WASHINGTON (Reuters) -The White House said on Monday that a search by the Justice Department of President Joe Biden’s home on Friday was carried out after a “voluntary, proactive offer” by his personal lawyers to the department.
A new search of Biden’s home in Wilmington, Delaware, by the department found six more items, including documents with classification markings, a lawyer for the president said in a statement on Saturday night.
Some of the classified documents and “surrounding materials” dated from Biden’s tenure in the U.S. Senate, where he represented Delaware from 1973 to 2009, according to his lawyer, Bob Bauer. Other documents were from his tenure as vice president in the Obama administration, from 2009 through 2017, Bauer said.
“This was a voluntary, proactive offer by the president’s personal lawyers to DOJ to have access to the home,” said White House spokesman Ian Sams.
Sams declined to provide more clarity on the exact content of the materials taken from the Wilmington house. Biden had been kept informed throughout this process, the White House said.

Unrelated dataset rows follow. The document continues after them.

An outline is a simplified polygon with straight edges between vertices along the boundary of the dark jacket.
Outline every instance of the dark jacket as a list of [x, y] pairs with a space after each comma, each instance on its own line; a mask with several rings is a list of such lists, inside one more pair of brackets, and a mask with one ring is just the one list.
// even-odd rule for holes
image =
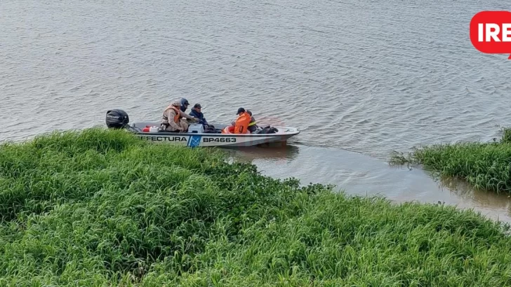
[[192, 111], [190, 112], [190, 115], [192, 117], [198, 118], [199, 123], [201, 123], [202, 125], [208, 125], [208, 121], [206, 120], [206, 118], [204, 118], [204, 113], [197, 113], [197, 111], [195, 111], [195, 110], [192, 109]]

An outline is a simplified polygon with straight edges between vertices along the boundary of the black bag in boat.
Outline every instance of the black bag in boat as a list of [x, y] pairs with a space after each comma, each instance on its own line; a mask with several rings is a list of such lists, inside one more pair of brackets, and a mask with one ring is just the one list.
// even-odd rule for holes
[[279, 130], [277, 130], [276, 128], [268, 125], [268, 126], [263, 127], [261, 130], [260, 130], [257, 133], [258, 134], [275, 134]]
[[208, 134], [216, 134], [216, 130], [215, 130], [215, 126], [211, 125], [208, 125], [204, 126], [204, 132]]

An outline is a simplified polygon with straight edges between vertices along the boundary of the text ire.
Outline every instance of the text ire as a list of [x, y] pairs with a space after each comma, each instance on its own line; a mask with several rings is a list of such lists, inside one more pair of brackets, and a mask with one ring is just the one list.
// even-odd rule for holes
[[[498, 37], [502, 30], [502, 41], [511, 42], [511, 23], [503, 23], [502, 29], [498, 24], [495, 23], [479, 23], [479, 33], [477, 40], [479, 42], [491, 42], [493, 39], [496, 42], [500, 42]], [[486, 38], [483, 41], [483, 31], [486, 33]]]

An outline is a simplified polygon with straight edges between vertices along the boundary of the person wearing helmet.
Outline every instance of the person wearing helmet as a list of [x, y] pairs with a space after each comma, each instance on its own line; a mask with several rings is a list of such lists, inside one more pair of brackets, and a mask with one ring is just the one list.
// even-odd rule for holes
[[251, 115], [244, 108], [238, 108], [238, 118], [234, 122], [234, 134], [248, 134], [248, 125], [251, 121]]
[[181, 111], [186, 111], [186, 109], [188, 108], [188, 106], [190, 106], [188, 100], [185, 98], [181, 98]]
[[160, 127], [161, 132], [187, 132], [188, 131], [188, 122], [182, 118], [197, 121], [195, 118], [187, 115], [181, 111], [182, 106], [181, 102], [180, 100], [174, 101], [164, 111]]

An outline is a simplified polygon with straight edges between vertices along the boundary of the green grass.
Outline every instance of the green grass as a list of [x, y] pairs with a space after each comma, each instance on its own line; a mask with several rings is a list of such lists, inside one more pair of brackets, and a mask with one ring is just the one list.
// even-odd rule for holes
[[507, 226], [100, 129], [0, 146], [0, 286], [511, 286]]
[[511, 130], [499, 141], [434, 144], [393, 155], [392, 164], [421, 164], [442, 177], [466, 180], [476, 188], [511, 192]]

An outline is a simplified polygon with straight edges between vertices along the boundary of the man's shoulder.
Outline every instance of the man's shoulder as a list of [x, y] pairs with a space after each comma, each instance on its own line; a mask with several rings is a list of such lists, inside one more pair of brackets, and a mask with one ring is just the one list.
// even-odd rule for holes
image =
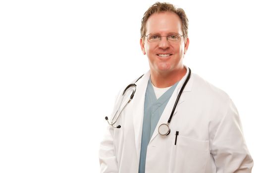
[[193, 88], [201, 96], [210, 97], [215, 99], [228, 101], [230, 98], [228, 94], [222, 89], [202, 78], [199, 75], [193, 73]]

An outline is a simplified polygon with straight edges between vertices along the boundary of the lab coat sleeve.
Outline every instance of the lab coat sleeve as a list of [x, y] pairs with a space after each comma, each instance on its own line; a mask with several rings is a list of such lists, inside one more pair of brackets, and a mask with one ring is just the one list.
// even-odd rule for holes
[[106, 134], [101, 142], [99, 151], [101, 173], [118, 173], [117, 162], [114, 150], [112, 128], [107, 127]]
[[253, 161], [243, 136], [238, 113], [231, 100], [211, 145], [216, 173], [251, 173]]
[[[112, 119], [112, 116], [116, 112], [116, 104], [118, 103], [120, 99], [119, 95], [122, 92], [122, 91], [120, 91], [116, 97], [113, 110], [108, 120]], [[114, 128], [107, 125], [104, 136], [100, 144], [99, 156], [101, 173], [117, 173], [119, 172], [114, 147]]]

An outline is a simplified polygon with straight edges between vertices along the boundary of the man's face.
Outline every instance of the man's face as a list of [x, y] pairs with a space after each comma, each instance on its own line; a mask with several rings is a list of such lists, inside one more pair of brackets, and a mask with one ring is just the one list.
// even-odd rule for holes
[[[183, 35], [182, 23], [179, 16], [171, 12], [152, 14], [146, 23], [146, 35], [156, 34], [167, 36], [171, 34]], [[147, 54], [151, 73], [167, 74], [183, 68], [182, 59], [189, 45], [189, 39], [181, 37], [180, 41], [168, 41], [161, 37], [158, 43], [149, 42], [147, 38], [141, 39], [140, 44], [144, 54]]]

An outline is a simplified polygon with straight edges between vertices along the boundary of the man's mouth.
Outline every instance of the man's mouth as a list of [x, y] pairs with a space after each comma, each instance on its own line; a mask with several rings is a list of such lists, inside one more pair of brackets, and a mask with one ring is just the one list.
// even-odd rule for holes
[[157, 55], [160, 57], [167, 57], [172, 55], [172, 54], [157, 54]]

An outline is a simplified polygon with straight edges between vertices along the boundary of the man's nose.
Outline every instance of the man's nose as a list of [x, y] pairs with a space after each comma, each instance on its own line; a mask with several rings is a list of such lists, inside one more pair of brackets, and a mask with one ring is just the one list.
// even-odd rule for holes
[[159, 47], [165, 49], [169, 47], [170, 47], [170, 43], [167, 39], [167, 37], [162, 37], [159, 42]]

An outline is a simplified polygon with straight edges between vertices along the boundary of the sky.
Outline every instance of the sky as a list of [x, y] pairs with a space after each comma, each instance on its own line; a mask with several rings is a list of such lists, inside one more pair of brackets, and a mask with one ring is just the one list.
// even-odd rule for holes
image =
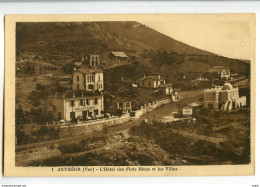
[[183, 15], [164, 21], [141, 21], [175, 40], [229, 58], [252, 60], [255, 26], [252, 16]]

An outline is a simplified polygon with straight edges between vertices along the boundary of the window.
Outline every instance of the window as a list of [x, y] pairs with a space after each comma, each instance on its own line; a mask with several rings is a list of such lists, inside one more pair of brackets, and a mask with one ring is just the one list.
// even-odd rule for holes
[[84, 105], [84, 100], [80, 99], [80, 106], [83, 106], [83, 105]]
[[75, 112], [70, 112], [70, 120], [75, 119]]
[[98, 109], [94, 110], [94, 114], [97, 116], [98, 115]]
[[70, 106], [74, 106], [74, 100], [70, 101]]

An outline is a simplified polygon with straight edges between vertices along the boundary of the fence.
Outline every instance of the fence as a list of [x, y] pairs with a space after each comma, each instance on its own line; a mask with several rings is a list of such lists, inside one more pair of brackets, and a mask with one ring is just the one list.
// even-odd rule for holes
[[81, 136], [84, 134], [90, 134], [94, 131], [102, 131], [104, 126], [110, 127], [125, 123], [130, 120], [129, 114], [124, 114], [121, 117], [111, 117], [108, 119], [98, 119], [87, 122], [79, 122], [78, 124], [68, 124], [60, 126], [60, 138], [66, 138], [71, 136]]
[[204, 94], [204, 90], [186, 91], [186, 92], [179, 93], [178, 97], [179, 100], [181, 100], [181, 99], [186, 99], [191, 97], [202, 96], [203, 94]]
[[171, 101], [172, 101], [171, 98], [167, 98], [167, 99], [155, 100], [151, 103], [144, 104], [144, 106], [141, 106], [140, 110], [135, 111], [135, 117], [139, 118], [141, 115], [146, 114], [147, 112], [150, 112], [161, 105], [168, 104]]

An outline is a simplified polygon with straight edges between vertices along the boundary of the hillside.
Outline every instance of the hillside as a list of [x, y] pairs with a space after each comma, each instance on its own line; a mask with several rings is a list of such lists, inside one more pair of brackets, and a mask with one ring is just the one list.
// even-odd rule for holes
[[[194, 48], [137, 22], [17, 23], [16, 46], [17, 62], [63, 66], [78, 61], [82, 54], [95, 53], [104, 69], [134, 66], [130, 77], [147, 72], [170, 79], [194, 77], [215, 65], [227, 66], [231, 73], [250, 74], [248, 61]], [[109, 61], [111, 51], [124, 51], [129, 56], [126, 64]]]
[[144, 49], [179, 54], [210, 53], [178, 42], [137, 22], [17, 23], [17, 52], [80, 55]]

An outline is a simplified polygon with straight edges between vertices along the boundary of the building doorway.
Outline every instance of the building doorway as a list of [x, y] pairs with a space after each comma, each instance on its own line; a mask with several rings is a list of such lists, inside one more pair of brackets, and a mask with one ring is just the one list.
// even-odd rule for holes
[[87, 120], [87, 117], [88, 117], [88, 111], [82, 111], [82, 118], [84, 121]]
[[212, 104], [212, 103], [209, 103], [209, 104], [208, 104], [208, 108], [212, 110], [212, 109], [213, 109], [213, 104]]
[[74, 120], [75, 119], [75, 112], [70, 112], [70, 120]]

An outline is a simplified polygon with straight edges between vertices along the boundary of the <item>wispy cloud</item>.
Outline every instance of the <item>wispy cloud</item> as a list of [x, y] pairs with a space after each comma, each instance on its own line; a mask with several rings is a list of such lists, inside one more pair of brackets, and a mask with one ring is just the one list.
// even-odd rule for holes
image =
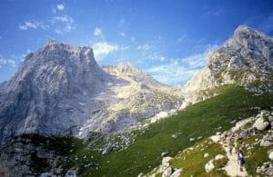
[[94, 29], [93, 34], [94, 34], [95, 36], [101, 36], [101, 35], [102, 35], [102, 29], [99, 28], [99, 27], [96, 27], [96, 28]]
[[151, 54], [147, 56], [147, 59], [157, 62], [164, 62], [166, 60], [166, 57], [162, 54]]
[[44, 22], [38, 22], [35, 20], [29, 20], [25, 22], [23, 25], [19, 25], [19, 29], [21, 30], [27, 30], [27, 29], [47, 29], [49, 28], [48, 25], [45, 25]]
[[65, 9], [65, 5], [62, 5], [62, 4], [56, 5], [56, 9], [59, 10], [59, 11], [64, 10]]
[[50, 22], [55, 32], [59, 34], [69, 33], [76, 27], [74, 19], [67, 15], [53, 16]]
[[28, 20], [25, 21], [23, 25], [20, 25], [18, 27], [20, 30], [53, 29], [56, 34], [64, 34], [75, 29], [76, 25], [74, 19], [71, 16], [63, 15], [52, 16], [46, 21]]
[[162, 83], [171, 85], [185, 84], [197, 71], [205, 66], [207, 54], [217, 47], [217, 45], [214, 44], [207, 45], [203, 53], [185, 58], [170, 59], [167, 64], [152, 66], [146, 71]]
[[203, 7], [203, 10], [204, 10], [204, 15], [206, 16], [218, 16], [225, 13], [225, 10], [220, 7], [217, 9], [213, 9], [209, 5], [205, 5]]
[[94, 55], [96, 60], [102, 60], [110, 53], [119, 50], [119, 45], [116, 44], [109, 44], [107, 42], [95, 43], [92, 44]]

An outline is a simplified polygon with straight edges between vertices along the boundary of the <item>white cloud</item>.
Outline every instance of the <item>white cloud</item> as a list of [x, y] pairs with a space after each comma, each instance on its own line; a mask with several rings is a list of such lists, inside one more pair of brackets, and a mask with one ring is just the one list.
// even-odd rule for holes
[[57, 15], [53, 16], [47, 21], [35, 21], [30, 20], [25, 22], [24, 25], [19, 25], [19, 29], [21, 30], [28, 30], [28, 29], [53, 29], [56, 34], [64, 34], [66, 33], [71, 32], [75, 29], [75, 22], [74, 19], [67, 15]]
[[[185, 58], [170, 59], [167, 64], [153, 66], [146, 71], [162, 83], [172, 85], [185, 84], [197, 71], [205, 66], [207, 54], [217, 47], [217, 45], [207, 46], [203, 53], [195, 54]], [[164, 58], [164, 61], [166, 61], [166, 58]]]
[[204, 15], [207, 16], [218, 16], [222, 14], [224, 14], [226, 11], [222, 8], [217, 8], [217, 9], [213, 9], [211, 6], [209, 5], [205, 5], [203, 7], [204, 10]]
[[64, 9], [65, 9], [65, 5], [62, 5], [62, 4], [57, 5], [56, 5], [56, 9], [59, 10], [59, 11], [64, 10]]
[[95, 36], [101, 36], [102, 35], [102, 29], [99, 28], [99, 27], [96, 27], [95, 30], [94, 30], [93, 34]]
[[166, 57], [163, 56], [162, 54], [152, 54], [147, 56], [148, 59], [154, 60], [154, 61], [159, 61], [159, 62], [164, 62], [166, 60]]
[[24, 25], [19, 25], [19, 29], [21, 30], [27, 30], [30, 28], [33, 29], [47, 29], [49, 26], [47, 25], [45, 25], [43, 22], [37, 22], [37, 21], [26, 21], [24, 23]]
[[138, 46], [136, 46], [136, 49], [148, 51], [151, 49], [151, 46], [148, 44], [139, 44]]
[[126, 50], [127, 50], [127, 49], [129, 49], [129, 48], [130, 48], [129, 45], [126, 45], [126, 46], [120, 46], [120, 47], [119, 47], [119, 49], [120, 49], [121, 51], [126, 51]]
[[103, 59], [110, 53], [119, 50], [118, 44], [108, 44], [106, 42], [95, 43], [92, 44], [95, 58], [97, 60]]

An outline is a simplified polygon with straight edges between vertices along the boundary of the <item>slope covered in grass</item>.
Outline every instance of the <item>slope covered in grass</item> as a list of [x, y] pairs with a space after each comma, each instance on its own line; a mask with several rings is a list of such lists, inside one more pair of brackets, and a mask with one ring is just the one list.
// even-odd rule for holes
[[[136, 134], [136, 141], [127, 149], [102, 155], [91, 147], [77, 150], [73, 156], [74, 165], [83, 176], [136, 176], [147, 173], [161, 162], [161, 152], [175, 156], [179, 151], [211, 136], [217, 131], [229, 129], [234, 120], [252, 115], [253, 107], [269, 108], [273, 96], [254, 96], [242, 87], [226, 85], [221, 94], [188, 106], [173, 116], [151, 124], [145, 133]], [[178, 133], [177, 138], [172, 135]], [[197, 140], [197, 137], [202, 137]], [[189, 141], [195, 138], [196, 141]]]

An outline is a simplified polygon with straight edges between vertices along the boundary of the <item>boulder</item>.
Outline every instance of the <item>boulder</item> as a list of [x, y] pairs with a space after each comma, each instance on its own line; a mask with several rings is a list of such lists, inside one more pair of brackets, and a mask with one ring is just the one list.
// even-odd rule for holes
[[264, 121], [262, 117], [257, 119], [257, 121], [252, 125], [253, 128], [257, 128], [259, 131], [264, 131], [269, 126], [269, 123]]
[[167, 155], [167, 153], [168, 153], [168, 152], [163, 152], [161, 153], [161, 157], [165, 157], [166, 155]]
[[225, 155], [222, 154], [217, 154], [217, 156], [215, 156], [215, 160], [219, 160], [219, 159], [224, 159]]
[[169, 157], [169, 156], [163, 157], [161, 163], [162, 163], [162, 164], [168, 163], [168, 162], [169, 162], [170, 160], [172, 160], [172, 159], [173, 159], [173, 158], [172, 158], [172, 157]]
[[205, 171], [207, 172], [211, 172], [213, 169], [215, 168], [214, 164], [213, 164], [213, 160], [210, 160], [208, 162], [206, 163], [205, 165]]
[[208, 153], [205, 153], [205, 154], [204, 154], [204, 158], [208, 157], [208, 155], [209, 155]]
[[164, 171], [162, 177], [170, 177], [172, 172], [173, 172], [173, 169], [172, 167], [169, 166]]
[[113, 145], [109, 143], [103, 151], [102, 154], [106, 154], [113, 150]]
[[271, 152], [269, 153], [268, 158], [269, 158], [271, 161], [273, 161], [273, 152]]
[[178, 170], [176, 170], [170, 177], [179, 177], [183, 173], [183, 168], [180, 168]]

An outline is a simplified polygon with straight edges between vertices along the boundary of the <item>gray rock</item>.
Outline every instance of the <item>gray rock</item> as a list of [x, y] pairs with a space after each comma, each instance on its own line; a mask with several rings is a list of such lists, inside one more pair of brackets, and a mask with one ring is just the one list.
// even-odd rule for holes
[[266, 130], [268, 127], [269, 126], [269, 123], [268, 122], [265, 122], [264, 119], [258, 118], [254, 124], [252, 125], [252, 127], [257, 128], [259, 131], [264, 131]]
[[164, 171], [162, 177], [170, 177], [172, 172], [173, 172], [173, 169], [172, 167], [169, 166]]
[[171, 175], [170, 177], [179, 177], [181, 176], [183, 173], [183, 168], [180, 168], [178, 170], [176, 170]]
[[162, 153], [161, 153], [161, 157], [165, 157], [166, 155], [167, 155], [168, 154], [168, 152], [163, 152]]
[[106, 154], [108, 152], [110, 152], [113, 150], [113, 145], [111, 143], [109, 143], [102, 152], [102, 154]]
[[122, 133], [183, 100], [130, 63], [100, 67], [92, 48], [50, 41], [0, 84], [0, 142], [22, 133]]

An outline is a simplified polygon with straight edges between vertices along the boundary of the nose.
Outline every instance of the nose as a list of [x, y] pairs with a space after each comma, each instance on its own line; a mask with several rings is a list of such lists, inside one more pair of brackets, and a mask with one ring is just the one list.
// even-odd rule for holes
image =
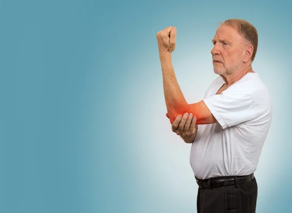
[[211, 53], [212, 55], [216, 55], [216, 54], [220, 54], [220, 50], [219, 50], [219, 44], [215, 44], [214, 45], [214, 47], [211, 50]]

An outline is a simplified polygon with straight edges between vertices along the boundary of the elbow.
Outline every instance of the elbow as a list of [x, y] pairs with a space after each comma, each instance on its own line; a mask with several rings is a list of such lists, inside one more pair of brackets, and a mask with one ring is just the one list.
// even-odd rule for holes
[[189, 113], [189, 106], [187, 104], [186, 105], [184, 105], [179, 107], [173, 108], [169, 110], [169, 111], [168, 112], [168, 113], [170, 123], [172, 124], [178, 115], [181, 115], [182, 116], [183, 116], [186, 112]]

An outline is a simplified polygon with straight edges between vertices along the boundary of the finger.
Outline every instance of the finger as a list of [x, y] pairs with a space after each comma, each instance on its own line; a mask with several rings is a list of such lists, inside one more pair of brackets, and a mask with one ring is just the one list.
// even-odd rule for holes
[[178, 127], [178, 130], [180, 131], [182, 133], [183, 131], [183, 127], [184, 126], [184, 124], [185, 124], [185, 122], [186, 122], [186, 120], [188, 117], [188, 113], [186, 112], [183, 114], [182, 118], [182, 120], [180, 124], [179, 124], [179, 127]]
[[166, 112], [166, 114], [165, 114], [165, 115], [166, 116], [166, 117], [168, 118], [169, 118], [169, 117], [168, 117], [168, 113]]
[[184, 124], [184, 127], [183, 128], [183, 131], [185, 132], [187, 132], [189, 129], [190, 126], [191, 125], [191, 122], [192, 122], [192, 119], [193, 118], [193, 114], [192, 113], [190, 113], [189, 116], [186, 120], [186, 122], [185, 122], [185, 124]]
[[169, 27], [167, 27], [166, 28], [164, 29], [163, 30], [162, 30], [161, 31], [161, 32], [165, 31], [166, 32], [169, 33], [170, 32], [170, 31], [171, 30], [172, 28], [172, 26], [170, 26]]
[[174, 132], [178, 128], [178, 126], [179, 125], [179, 124], [180, 124], [180, 122], [182, 119], [182, 115], [179, 115], [175, 118], [175, 120], [171, 124], [171, 129], [172, 129], [172, 131]]
[[194, 133], [195, 130], [196, 129], [196, 122], [197, 121], [197, 118], [196, 116], [193, 117], [192, 119], [192, 122], [191, 122], [191, 125], [189, 131], [191, 133]]
[[170, 37], [169, 38], [169, 46], [170, 50], [173, 51], [175, 49], [176, 44], [176, 32], [177, 29], [176, 27], [173, 27], [170, 30]]

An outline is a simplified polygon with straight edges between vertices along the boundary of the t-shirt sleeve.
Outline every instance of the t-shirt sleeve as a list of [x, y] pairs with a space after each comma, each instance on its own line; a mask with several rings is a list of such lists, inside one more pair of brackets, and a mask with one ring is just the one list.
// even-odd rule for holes
[[233, 86], [220, 94], [203, 99], [223, 129], [258, 116], [251, 91], [242, 86]]

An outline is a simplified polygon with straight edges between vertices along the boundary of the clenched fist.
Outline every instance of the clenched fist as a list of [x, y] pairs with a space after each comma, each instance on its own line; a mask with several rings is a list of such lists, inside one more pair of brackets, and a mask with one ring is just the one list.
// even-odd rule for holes
[[156, 34], [160, 53], [174, 51], [176, 44], [176, 28], [168, 27]]

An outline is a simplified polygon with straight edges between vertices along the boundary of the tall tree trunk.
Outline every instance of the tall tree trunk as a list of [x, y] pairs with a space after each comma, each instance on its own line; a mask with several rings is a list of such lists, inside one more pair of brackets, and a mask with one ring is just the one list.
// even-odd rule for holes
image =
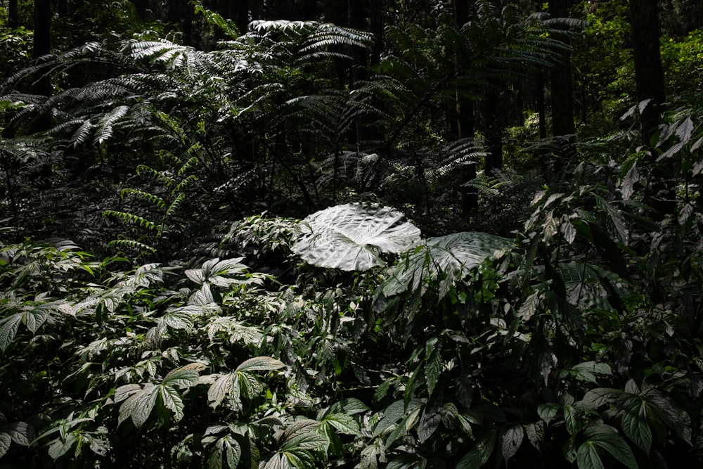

The search increases the legal and political stakes for Biden, who has insisted that the previous discovery of classified material at his home and former office would eventually be deemed inconsequential.
Sams also said the White House counsel has sent a letter to the Chairman of the Republican-controlled House of Representatives Oversight Committee in response to his inquiries about the classified documents found at Democrat Biden’s home and office.
Republicans have compared the investigation to an investigation into how Biden’s predecessor Donald Trump, a Republican, handled classified documents after he left office in January 2021.
The White House has said Biden’s team has cooperated with authorities in their investigation of documents and turned them over. Trump resisted doing so until an FBI search in August at his Florida resort.